This is looking pretty good! What you've likely just experienced is the infamous "vibe check" for LLM based applications. We'll get on to more formal measurement soon. But first, let's get answers to all 250 questions.

> NOTE: The execution time of this will heavily depend on your model selection. For GPT-36-turbo-16k it should complete in roughly 3 minutes.

In [None]:
model = os.getenv("GEN_STEP_MODEL")
multi_threading = True

#Create a distinct copy of evaluation_data to store the results
results_df = evaluation_data.copy()

if os.path.exists(f'data/results-{experiment_name}-{model}.csv'):
    print("File exists, reading in...")

    results_df = pd.read_csv(f'data/results-{experiment_name}-{model}.csv')

else:
    def generation_step(question):
        context = get_context(question, collection,3)
        prompt = contruct_prompt(context, question)
        return general_prompt(oai_client, prompt, model=model)

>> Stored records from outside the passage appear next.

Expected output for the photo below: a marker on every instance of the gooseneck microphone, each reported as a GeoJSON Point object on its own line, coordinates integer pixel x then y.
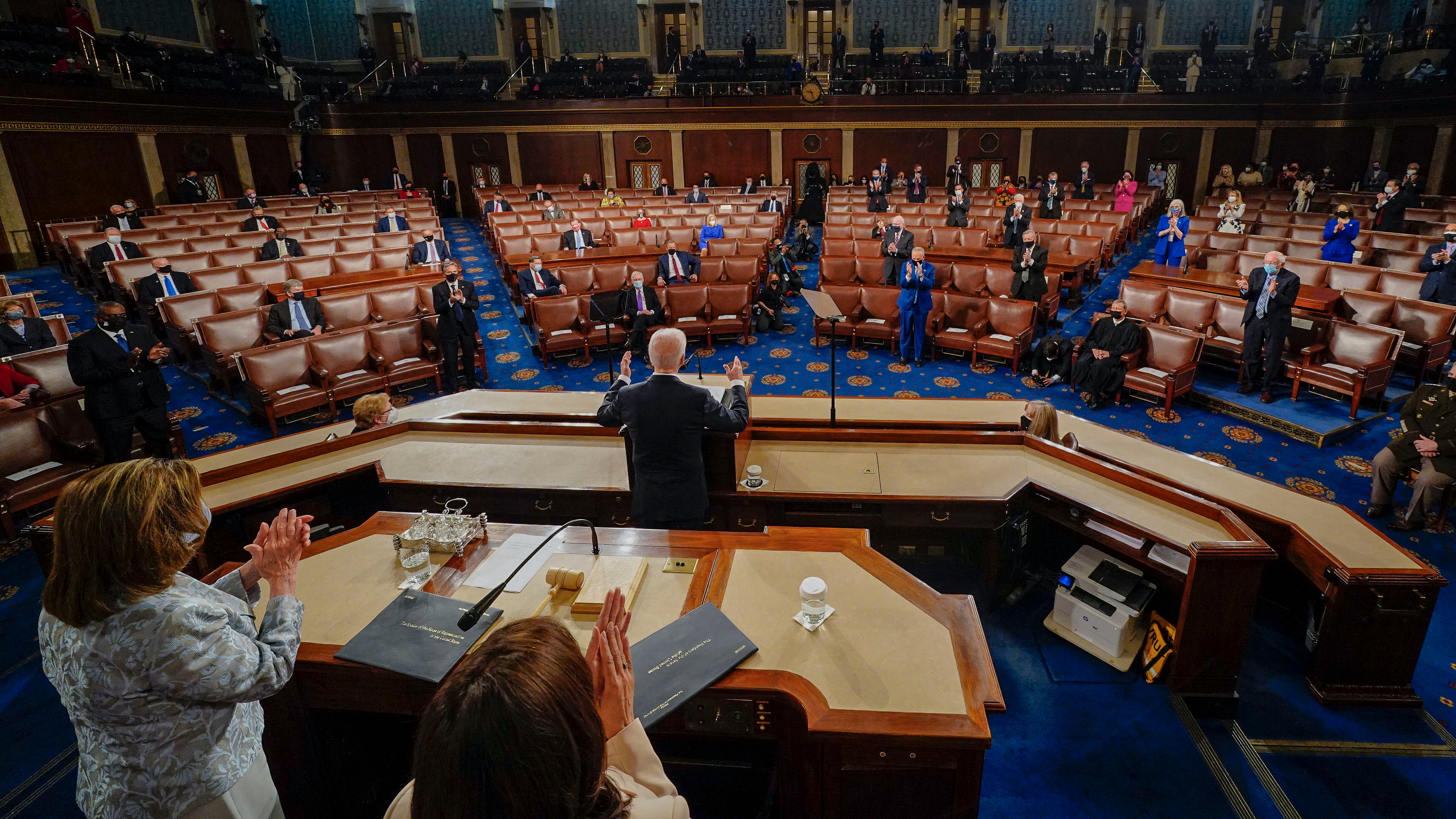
{"type": "Point", "coordinates": [472, 617]}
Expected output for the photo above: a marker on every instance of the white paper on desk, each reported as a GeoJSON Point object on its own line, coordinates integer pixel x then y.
{"type": "Point", "coordinates": [25, 474]}
{"type": "Point", "coordinates": [506, 559]}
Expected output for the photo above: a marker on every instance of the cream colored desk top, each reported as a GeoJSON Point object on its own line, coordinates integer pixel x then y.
{"type": "Point", "coordinates": [963, 471]}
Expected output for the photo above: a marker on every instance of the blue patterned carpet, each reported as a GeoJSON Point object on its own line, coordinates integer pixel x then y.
{"type": "Point", "coordinates": [1077, 741]}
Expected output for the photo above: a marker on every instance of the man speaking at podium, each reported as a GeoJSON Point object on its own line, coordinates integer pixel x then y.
{"type": "Point", "coordinates": [666, 419]}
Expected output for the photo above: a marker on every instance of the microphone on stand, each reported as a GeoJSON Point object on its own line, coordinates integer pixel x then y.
{"type": "Point", "coordinates": [469, 619]}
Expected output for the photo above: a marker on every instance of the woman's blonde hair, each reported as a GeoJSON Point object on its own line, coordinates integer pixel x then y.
{"type": "Point", "coordinates": [120, 537]}
{"type": "Point", "coordinates": [1043, 422]}
{"type": "Point", "coordinates": [367, 408]}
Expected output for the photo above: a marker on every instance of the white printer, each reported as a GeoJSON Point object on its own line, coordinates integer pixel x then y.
{"type": "Point", "coordinates": [1103, 607]}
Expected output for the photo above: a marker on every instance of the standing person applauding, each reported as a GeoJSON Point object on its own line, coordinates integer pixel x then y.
{"type": "Point", "coordinates": [159, 672]}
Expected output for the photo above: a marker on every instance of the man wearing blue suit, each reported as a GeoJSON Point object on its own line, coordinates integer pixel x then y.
{"type": "Point", "coordinates": [916, 282]}
{"type": "Point", "coordinates": [430, 250]}
{"type": "Point", "coordinates": [391, 224]}
{"type": "Point", "coordinates": [1440, 273]}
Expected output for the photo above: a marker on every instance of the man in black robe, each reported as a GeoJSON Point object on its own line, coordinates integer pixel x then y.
{"type": "Point", "coordinates": [1100, 369]}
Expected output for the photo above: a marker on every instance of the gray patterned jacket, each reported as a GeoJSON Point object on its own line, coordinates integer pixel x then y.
{"type": "Point", "coordinates": [164, 694]}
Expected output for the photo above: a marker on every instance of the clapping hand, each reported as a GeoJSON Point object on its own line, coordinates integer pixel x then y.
{"type": "Point", "coordinates": [609, 656]}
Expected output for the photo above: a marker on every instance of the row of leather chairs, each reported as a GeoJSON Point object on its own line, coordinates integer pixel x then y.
{"type": "Point", "coordinates": [567, 325]}
{"type": "Point", "coordinates": [294, 376]}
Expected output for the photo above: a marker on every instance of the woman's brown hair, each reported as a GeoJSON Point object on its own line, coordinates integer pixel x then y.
{"type": "Point", "coordinates": [120, 537]}
{"type": "Point", "coordinates": [514, 732]}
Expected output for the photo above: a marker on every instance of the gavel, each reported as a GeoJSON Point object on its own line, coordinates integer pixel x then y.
{"type": "Point", "coordinates": [559, 579]}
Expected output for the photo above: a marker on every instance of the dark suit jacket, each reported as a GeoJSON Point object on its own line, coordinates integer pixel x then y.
{"type": "Point", "coordinates": [149, 288]}
{"type": "Point", "coordinates": [420, 253]}
{"type": "Point", "coordinates": [37, 337]}
{"type": "Point", "coordinates": [527, 285]}
{"type": "Point", "coordinates": [1036, 285]}
{"type": "Point", "coordinates": [449, 327]}
{"type": "Point", "coordinates": [101, 254]}
{"type": "Point", "coordinates": [113, 388]}
{"type": "Point", "coordinates": [280, 315]}
{"type": "Point", "coordinates": [568, 240]}
{"type": "Point", "coordinates": [666, 419]}
{"type": "Point", "coordinates": [270, 250]}
{"type": "Point", "coordinates": [1282, 302]}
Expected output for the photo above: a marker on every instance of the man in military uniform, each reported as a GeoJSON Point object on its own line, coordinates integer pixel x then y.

    if multi_threading == True:
        with Pool() as pool:
            results_multiprocessing = pool.map(generation_step, results_df['question'])
        results_df['answer'] = results_multiprocessing

    else:
        results_df['answer'] = results_df['question'].apply(lambda x: generation_step(x))

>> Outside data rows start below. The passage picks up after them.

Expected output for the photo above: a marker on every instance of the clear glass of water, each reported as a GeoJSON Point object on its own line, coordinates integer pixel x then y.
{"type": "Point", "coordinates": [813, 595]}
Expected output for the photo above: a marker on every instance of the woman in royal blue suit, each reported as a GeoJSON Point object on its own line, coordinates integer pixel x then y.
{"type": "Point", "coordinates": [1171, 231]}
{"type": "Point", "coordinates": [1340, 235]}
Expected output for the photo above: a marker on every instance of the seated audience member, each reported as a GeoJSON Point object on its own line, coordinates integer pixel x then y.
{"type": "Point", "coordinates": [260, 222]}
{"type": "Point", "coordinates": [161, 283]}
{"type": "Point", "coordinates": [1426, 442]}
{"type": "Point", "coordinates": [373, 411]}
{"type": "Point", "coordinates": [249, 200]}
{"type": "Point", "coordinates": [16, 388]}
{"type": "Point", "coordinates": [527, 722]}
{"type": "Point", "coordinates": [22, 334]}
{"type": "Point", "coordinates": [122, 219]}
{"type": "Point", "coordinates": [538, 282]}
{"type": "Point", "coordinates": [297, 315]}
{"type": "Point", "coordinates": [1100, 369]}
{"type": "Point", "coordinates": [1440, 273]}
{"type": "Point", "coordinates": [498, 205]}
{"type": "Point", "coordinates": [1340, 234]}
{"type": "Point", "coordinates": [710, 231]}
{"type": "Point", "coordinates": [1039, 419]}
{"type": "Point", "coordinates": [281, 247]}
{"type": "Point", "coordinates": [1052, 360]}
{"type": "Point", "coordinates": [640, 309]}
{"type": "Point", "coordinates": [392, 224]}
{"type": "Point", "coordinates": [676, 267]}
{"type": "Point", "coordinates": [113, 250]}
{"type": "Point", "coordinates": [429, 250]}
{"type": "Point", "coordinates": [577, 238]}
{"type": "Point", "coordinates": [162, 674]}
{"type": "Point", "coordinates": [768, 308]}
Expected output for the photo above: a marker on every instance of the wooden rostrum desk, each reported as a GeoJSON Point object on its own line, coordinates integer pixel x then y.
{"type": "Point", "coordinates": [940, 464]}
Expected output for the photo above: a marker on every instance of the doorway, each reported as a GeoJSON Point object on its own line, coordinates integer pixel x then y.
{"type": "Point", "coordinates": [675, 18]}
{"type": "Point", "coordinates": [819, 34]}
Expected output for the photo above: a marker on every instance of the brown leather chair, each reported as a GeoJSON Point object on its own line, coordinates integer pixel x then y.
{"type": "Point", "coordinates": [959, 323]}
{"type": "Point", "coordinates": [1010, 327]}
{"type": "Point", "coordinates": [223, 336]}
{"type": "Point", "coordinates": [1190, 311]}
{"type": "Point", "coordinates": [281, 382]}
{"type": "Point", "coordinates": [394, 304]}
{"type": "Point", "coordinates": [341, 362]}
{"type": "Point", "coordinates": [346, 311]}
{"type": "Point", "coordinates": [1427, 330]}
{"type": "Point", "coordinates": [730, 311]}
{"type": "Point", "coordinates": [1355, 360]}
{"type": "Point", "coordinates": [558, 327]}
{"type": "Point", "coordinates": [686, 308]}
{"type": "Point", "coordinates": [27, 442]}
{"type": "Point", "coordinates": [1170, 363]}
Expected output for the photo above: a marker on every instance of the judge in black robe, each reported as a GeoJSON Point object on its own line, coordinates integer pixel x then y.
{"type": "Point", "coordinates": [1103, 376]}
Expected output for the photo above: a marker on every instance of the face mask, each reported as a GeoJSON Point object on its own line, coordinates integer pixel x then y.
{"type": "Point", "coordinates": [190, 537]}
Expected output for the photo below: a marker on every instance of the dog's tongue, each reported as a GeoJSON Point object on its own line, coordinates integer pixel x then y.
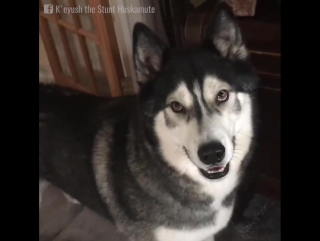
{"type": "Point", "coordinates": [216, 169]}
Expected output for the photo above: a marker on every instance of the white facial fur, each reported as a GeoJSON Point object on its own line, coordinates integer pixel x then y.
{"type": "Point", "coordinates": [178, 133]}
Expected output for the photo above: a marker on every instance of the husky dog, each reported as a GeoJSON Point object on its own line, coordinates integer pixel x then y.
{"type": "Point", "coordinates": [162, 165]}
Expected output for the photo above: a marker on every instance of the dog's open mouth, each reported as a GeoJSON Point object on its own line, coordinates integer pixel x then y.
{"type": "Point", "coordinates": [215, 172]}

    #TODO: Refactor this so only one call for context

    # Check if the column exists
    if 'contexts' not in results_df.columns:
        results_df['contexts'] = [get_context(q, collection) for q in results_df['question']]

    #write out to CSV
    results_df.to_csv(f'data/results-{experiment_name}-{model}.csv', index=False)

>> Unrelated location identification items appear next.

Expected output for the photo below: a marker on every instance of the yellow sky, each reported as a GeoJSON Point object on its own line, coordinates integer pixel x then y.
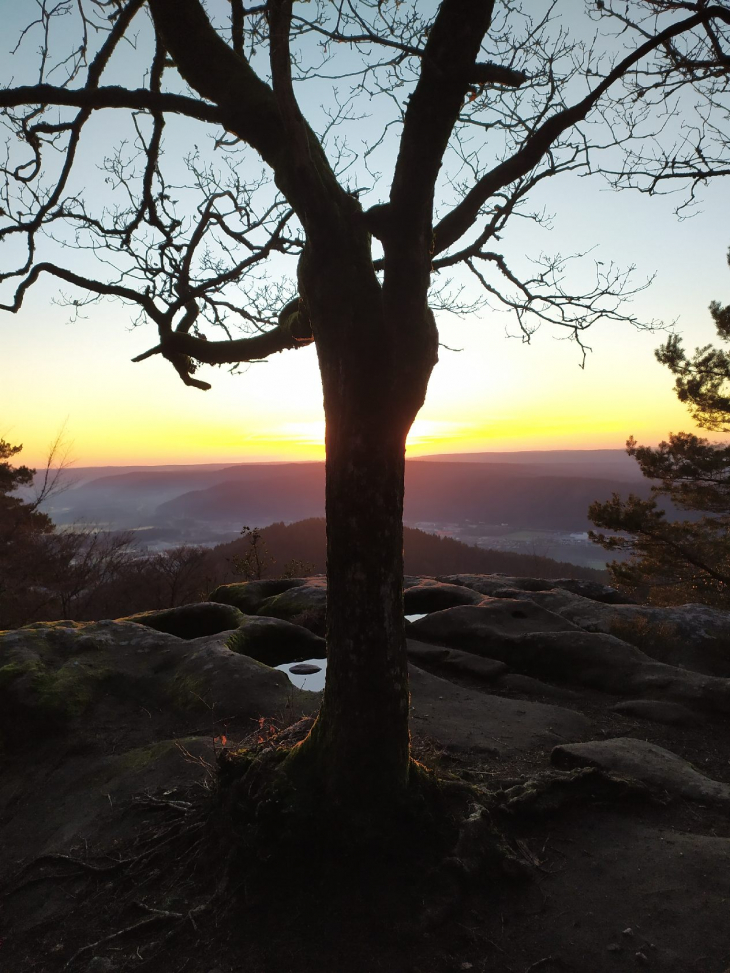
{"type": "Point", "coordinates": [496, 394]}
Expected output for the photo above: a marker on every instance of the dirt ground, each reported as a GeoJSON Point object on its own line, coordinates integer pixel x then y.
{"type": "Point", "coordinates": [612, 882]}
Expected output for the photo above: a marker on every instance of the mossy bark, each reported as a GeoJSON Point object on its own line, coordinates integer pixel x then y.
{"type": "Point", "coordinates": [375, 365]}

display(results_df.head())

Now we have a dataframe with the questions, true answers, generated answers, and the context used to generate them, we can start to look at whether or not the answers are any good. To do that, we'll use a popular open source LLM evaluation framework called [Ragas](https://docs.ragas.io/en/stable/).

## RAGE-2: RAG Evaluation Harness

Now we've generated our answers, let's measure them. We'll be using the following measures to evaluate our results:

1. *Faithfulness*: This measures the factual consistency of the generated answer against the given context. It is calculated from answer and retrieved context. The answer is scaled to (0,1) range. Higher the better.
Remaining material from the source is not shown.